I knew Polly Jean Harvey would be something special when, in one of her first interviews in 1992, she cited Captain Beefheart and Bob Dylan as her inspirations. And later she incorporated members from the bands of Beefheart, Tom Waits and Nick Cave. No other artist surpassed PJ Harvey’s consistency in timeless songwriting and passionate performances in the 90s. The question last year wasn’t whether she would maintain the quality, but if the public would recognize her next album as the landmark it would inevitably become.
While her previous albums were harrowing documents of unrest, depression, ecstasy and pain, Stories From The City, Stories From The Sea shows Polly, now 30, is more comfortable in her skin. To say it’s her “happy record” would be a disservice to the complexity of her lyrics. She has obviously been through a deep relationship or two, and has apparently learned to pause enough to enjoy life, love and sex. “Baby, baby/Ain’t it true/I’m immortal/When I’m with you,” she sings in the opener, “Big Exit.” Guitars slash, and drums pound courtesy of Rob Ellis, reuniting with the band for the first time since 1993’s Rid Of Me. But it wouldn’t be Polly without at least a hint of angst. But this time her restlessness isn’t crippling, it’s energizing. Empowered by the confidence earned with experience, she sings, “But I wanna pistol/In my hand/I wanna go to/A different land” and “So I take my/Good fortune/And I fantasize/Of our leaving/Like some modern-day/Gypsy landslide.”

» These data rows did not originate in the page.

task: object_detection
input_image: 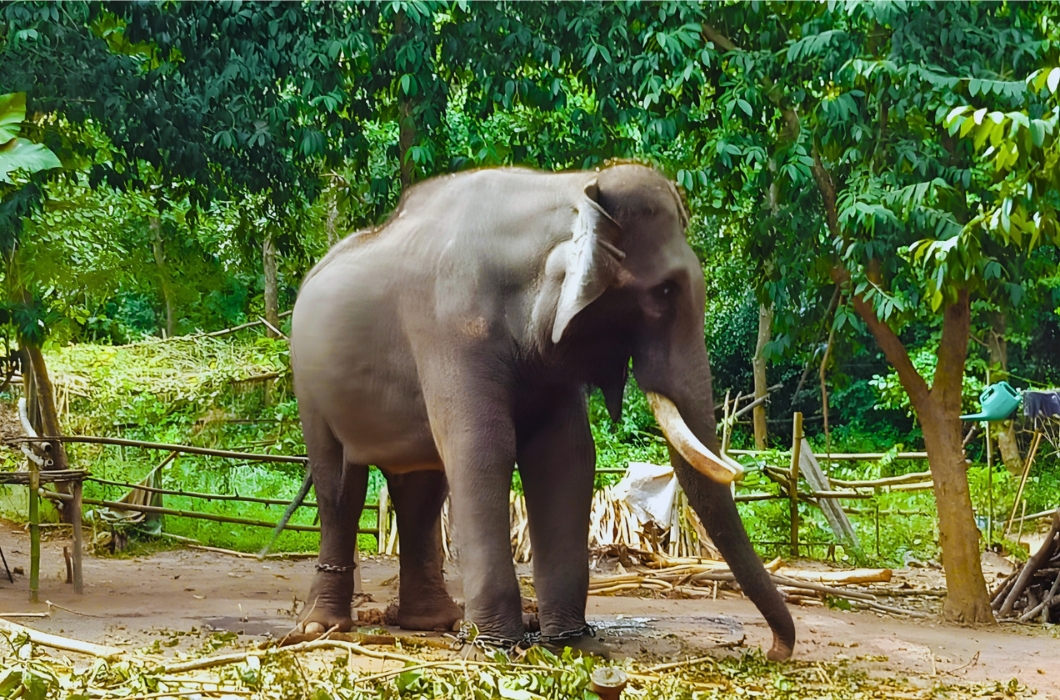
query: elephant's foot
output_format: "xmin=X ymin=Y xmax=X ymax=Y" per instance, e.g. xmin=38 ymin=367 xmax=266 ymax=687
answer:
xmin=765 ymin=632 xmax=795 ymax=661
xmin=398 ymin=594 xmax=463 ymax=632
xmin=295 ymin=570 xmax=353 ymax=634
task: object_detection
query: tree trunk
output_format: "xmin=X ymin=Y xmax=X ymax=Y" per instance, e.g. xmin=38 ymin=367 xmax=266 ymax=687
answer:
xmin=22 ymin=340 xmax=73 ymax=523
xmin=753 ymin=304 xmax=773 ymax=450
xmin=398 ymin=97 xmax=416 ymax=192
xmin=917 ymin=401 xmax=994 ymax=624
xmin=324 ymin=184 xmax=342 ymax=247
xmin=394 ymin=11 xmax=416 ymax=193
xmin=852 ymin=291 xmax=994 ymax=624
xmin=147 ymin=216 xmax=177 ymax=338
xmin=262 ymin=231 xmax=280 ymax=338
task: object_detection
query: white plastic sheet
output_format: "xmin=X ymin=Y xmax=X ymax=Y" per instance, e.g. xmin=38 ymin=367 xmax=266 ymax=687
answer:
xmin=613 ymin=461 xmax=677 ymax=529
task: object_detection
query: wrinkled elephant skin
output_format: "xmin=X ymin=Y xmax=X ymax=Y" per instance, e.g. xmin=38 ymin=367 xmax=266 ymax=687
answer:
xmin=292 ymin=164 xmax=795 ymax=659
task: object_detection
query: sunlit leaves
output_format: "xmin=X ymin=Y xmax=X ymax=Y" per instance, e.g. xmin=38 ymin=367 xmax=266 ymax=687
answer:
xmin=0 ymin=92 xmax=63 ymax=185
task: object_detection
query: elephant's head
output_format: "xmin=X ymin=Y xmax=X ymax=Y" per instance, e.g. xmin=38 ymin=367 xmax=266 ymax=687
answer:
xmin=538 ymin=165 xmax=795 ymax=660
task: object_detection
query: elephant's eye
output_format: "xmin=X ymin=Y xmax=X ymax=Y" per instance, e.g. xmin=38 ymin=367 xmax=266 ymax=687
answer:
xmin=652 ymin=281 xmax=677 ymax=301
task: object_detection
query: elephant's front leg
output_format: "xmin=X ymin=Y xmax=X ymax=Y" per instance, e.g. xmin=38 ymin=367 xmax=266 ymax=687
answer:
xmin=387 ymin=465 xmax=463 ymax=632
xmin=518 ymin=389 xmax=603 ymax=653
xmin=425 ymin=364 xmax=524 ymax=643
xmin=300 ymin=408 xmax=368 ymax=634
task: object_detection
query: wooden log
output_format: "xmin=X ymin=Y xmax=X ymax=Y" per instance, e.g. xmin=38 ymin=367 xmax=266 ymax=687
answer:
xmin=799 ymin=438 xmax=861 ymax=550
xmin=0 ymin=619 xmax=125 ymax=661
xmin=777 ymin=568 xmax=891 ymax=583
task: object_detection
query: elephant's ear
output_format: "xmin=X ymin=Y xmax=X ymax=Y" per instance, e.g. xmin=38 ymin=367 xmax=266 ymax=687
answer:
xmin=552 ymin=179 xmax=625 ymax=343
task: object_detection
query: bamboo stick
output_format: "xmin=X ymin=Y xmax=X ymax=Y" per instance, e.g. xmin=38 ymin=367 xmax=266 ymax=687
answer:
xmin=0 ymin=619 xmax=125 ymax=661
xmin=777 ymin=568 xmax=891 ymax=583
xmin=728 ymin=450 xmax=928 ymax=461
xmin=829 ymin=472 xmax=931 ymax=489
xmin=788 ymin=412 xmax=802 ymax=557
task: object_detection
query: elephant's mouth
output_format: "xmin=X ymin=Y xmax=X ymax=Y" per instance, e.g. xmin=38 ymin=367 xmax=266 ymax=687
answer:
xmin=647 ymin=391 xmax=743 ymax=485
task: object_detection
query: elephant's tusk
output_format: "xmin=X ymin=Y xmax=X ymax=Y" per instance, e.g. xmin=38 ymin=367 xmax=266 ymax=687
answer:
xmin=647 ymin=391 xmax=743 ymax=484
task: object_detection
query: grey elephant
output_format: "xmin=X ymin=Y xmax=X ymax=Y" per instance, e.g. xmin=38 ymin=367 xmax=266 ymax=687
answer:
xmin=292 ymin=164 xmax=795 ymax=660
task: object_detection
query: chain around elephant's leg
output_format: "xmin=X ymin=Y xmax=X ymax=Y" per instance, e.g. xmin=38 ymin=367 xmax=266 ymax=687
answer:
xmin=299 ymin=412 xmax=368 ymax=634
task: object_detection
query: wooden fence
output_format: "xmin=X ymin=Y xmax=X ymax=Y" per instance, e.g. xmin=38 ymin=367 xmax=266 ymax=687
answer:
xmin=7 ymin=414 xmax=945 ymax=564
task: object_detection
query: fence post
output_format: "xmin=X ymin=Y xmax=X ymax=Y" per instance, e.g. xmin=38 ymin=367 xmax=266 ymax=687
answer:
xmin=30 ymin=459 xmax=40 ymax=602
xmin=375 ymin=484 xmax=390 ymax=555
xmin=788 ymin=413 xmax=802 ymax=557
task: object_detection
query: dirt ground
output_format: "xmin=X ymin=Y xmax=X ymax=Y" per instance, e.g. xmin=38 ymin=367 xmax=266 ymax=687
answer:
xmin=0 ymin=521 xmax=1060 ymax=700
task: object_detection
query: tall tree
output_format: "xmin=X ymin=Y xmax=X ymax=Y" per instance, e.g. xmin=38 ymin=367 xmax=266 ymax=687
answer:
xmin=691 ymin=3 xmax=1048 ymax=623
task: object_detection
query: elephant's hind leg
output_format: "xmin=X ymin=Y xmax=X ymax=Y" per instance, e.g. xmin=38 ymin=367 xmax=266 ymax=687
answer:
xmin=387 ymin=470 xmax=463 ymax=631
xmin=299 ymin=409 xmax=368 ymax=634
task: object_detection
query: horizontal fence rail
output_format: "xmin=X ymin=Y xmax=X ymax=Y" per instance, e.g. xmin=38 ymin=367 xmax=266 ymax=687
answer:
xmin=38 ymin=489 xmax=378 ymax=537
xmin=4 ymin=435 xmax=308 ymax=465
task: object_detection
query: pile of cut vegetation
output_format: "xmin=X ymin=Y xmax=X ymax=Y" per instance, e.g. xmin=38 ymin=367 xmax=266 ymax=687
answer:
xmin=0 ymin=622 xmax=1026 ymax=700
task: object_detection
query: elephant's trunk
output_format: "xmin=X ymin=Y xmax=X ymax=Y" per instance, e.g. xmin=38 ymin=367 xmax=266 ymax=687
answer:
xmin=634 ymin=358 xmax=795 ymax=661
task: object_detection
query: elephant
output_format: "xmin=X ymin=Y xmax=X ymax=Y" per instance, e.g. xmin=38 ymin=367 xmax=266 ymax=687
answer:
xmin=290 ymin=163 xmax=795 ymax=660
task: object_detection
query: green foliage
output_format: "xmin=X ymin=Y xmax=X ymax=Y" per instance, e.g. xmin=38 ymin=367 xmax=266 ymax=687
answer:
xmin=0 ymin=92 xmax=63 ymax=185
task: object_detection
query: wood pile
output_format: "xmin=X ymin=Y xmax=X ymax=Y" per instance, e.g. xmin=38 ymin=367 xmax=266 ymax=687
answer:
xmin=991 ymin=508 xmax=1060 ymax=623
xmin=589 ymin=545 xmax=932 ymax=617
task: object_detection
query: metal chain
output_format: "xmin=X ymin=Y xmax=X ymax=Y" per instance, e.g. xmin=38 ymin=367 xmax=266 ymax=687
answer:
xmin=453 ymin=620 xmax=596 ymax=654
xmin=317 ymin=562 xmax=357 ymax=574
xmin=536 ymin=623 xmax=596 ymax=644
xmin=453 ymin=619 xmax=526 ymax=654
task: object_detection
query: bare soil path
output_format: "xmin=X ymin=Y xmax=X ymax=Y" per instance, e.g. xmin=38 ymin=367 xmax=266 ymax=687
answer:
xmin=0 ymin=521 xmax=1060 ymax=700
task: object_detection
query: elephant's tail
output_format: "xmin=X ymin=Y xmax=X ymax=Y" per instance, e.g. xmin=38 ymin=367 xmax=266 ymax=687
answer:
xmin=258 ymin=469 xmax=313 ymax=559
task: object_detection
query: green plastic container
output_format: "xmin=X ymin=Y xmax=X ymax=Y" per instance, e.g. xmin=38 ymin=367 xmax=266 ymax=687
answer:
xmin=960 ymin=382 xmax=1020 ymax=421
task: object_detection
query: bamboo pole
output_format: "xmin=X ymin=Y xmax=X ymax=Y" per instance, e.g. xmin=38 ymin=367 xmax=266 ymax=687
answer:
xmin=0 ymin=619 xmax=125 ymax=661
xmin=114 ymin=311 xmax=295 ymax=348
xmin=5 ymin=435 xmax=308 ymax=465
xmin=30 ymin=459 xmax=40 ymax=602
xmin=728 ymin=450 xmax=928 ymax=461
xmin=69 ymin=479 xmax=85 ymax=594
xmin=375 ymin=484 xmax=390 ymax=554
xmin=829 ymin=472 xmax=931 ymax=489
xmin=1004 ymin=431 xmax=1042 ymax=537
xmin=788 ymin=412 xmax=802 ymax=557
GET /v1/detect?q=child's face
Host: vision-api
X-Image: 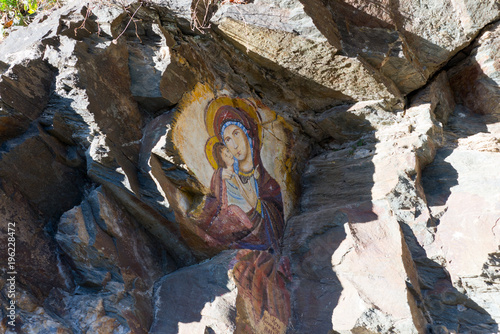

[221,146,234,168]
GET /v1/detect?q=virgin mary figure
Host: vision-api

[194,105,284,253]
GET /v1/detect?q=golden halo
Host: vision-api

[205,136,219,169]
[205,96,262,142]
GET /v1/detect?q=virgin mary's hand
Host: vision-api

[235,176,259,208]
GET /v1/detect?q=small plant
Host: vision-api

[0,0,58,39]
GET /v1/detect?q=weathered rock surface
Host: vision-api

[0,0,500,334]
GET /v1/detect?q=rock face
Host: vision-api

[0,0,500,334]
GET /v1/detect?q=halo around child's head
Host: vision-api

[205,96,262,169]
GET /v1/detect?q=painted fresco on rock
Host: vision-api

[177,90,291,333]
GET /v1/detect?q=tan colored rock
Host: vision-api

[218,19,401,102]
[298,0,500,94]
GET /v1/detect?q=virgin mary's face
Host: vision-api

[223,124,250,161]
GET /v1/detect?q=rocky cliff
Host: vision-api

[0,0,500,334]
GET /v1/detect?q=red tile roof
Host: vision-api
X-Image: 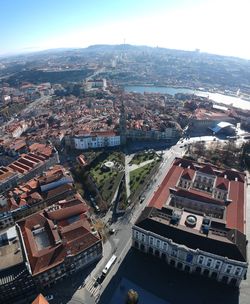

[149,158,245,233]
[31,293,49,304]
[18,201,100,275]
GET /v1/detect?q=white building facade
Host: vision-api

[132,226,248,286]
[74,132,121,150]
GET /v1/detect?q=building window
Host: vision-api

[163,242,168,251]
[149,236,154,245]
[171,248,177,257]
[207,258,213,267]
[198,255,204,264]
[215,261,221,270]
[226,265,233,273]
[234,267,242,276]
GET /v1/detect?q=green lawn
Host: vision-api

[130,152,156,165]
[130,161,157,193]
[90,152,124,203]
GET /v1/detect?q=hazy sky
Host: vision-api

[0,0,250,59]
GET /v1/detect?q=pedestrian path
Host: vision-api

[86,278,101,303]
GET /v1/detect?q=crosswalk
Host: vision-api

[86,278,101,303]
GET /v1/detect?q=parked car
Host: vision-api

[109,228,115,234]
[45,295,54,301]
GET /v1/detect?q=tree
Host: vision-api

[126,289,139,304]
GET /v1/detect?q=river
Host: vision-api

[124,86,250,110]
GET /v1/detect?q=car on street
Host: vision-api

[140,195,146,204]
[45,295,54,301]
[109,228,115,234]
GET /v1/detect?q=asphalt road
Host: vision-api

[61,144,184,304]
[41,137,250,304]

Leaving the safety of her rural home in England, she crossed the sea to spend half a year in New York City. Thus begin the stories. The music has returned to the rawer rock ‘n’ roll of her first two albums, but with much calmer tempos, varying from driving rhythms traveling past blurred lights, and the rolling and swaying of a boat ride. Polly reigns in her more eccentric vocalizations, controlling her voice perfectly in their appropriate context. At times she sounds more like Chrissie Hynde and Patti Smith than ever before. Indeed, the minor key sway of “Good Fortune” seems to be a tribute to Smith’s “Dancing Barefoot,” while “Horses In My Dreams” is a more lyrical homage. “A Place Called Home” suggests yearning for security “I walk/I wade/Through full lands/And lonely/I stumble.” But when the locomotive keyboards take off, we know she’ll never settle. Stupendous. “One Line” and “Beautiful Feeling” slow things down and reminds one of Kurt Cobain at his contemplative best. Radiohead’s Thom Yorke contributes expressionistic wails to both songs, and even gets a little saucy in the dark sensualism of “The Mess We’re In” — “Night and day/I dream of/Making-love/To you now baby.” “The Whore Hustle And The Hustlers Whore” brings the album to a dizzying peak. It presents a flurry of vice, and from the center of the maelstrom, Polly doesn’t preach, merely observes “Too many people out of love/The city’s ripped right to the core.” “You Said Something” distills a romantic moment “On a rooftop in Brooklyn” where her lover said something she’s never forgotten. We don’t know what was said, but it doesn’t matter, as the melody packs an emotional wallop that no one can forget.
“Kamikaze” hunkers down and rocks more furiously than anything the band has done in seven years — “Space here we come” indeed. “This Is Love” gets more playful — this time Polly is tired of philosophizin’, she just wants to get down and screw — “I can’t believe life’s so complex/When I just wanna sit here and watch you undress . . . You’re my dirty little secret, wanna keep you so.” The album ends with perfection with the lovely Zen/Taoist sentiments of “We Float,” “But now we float/Take life as it comes.” What better way to end the best album at the beginning of a new century.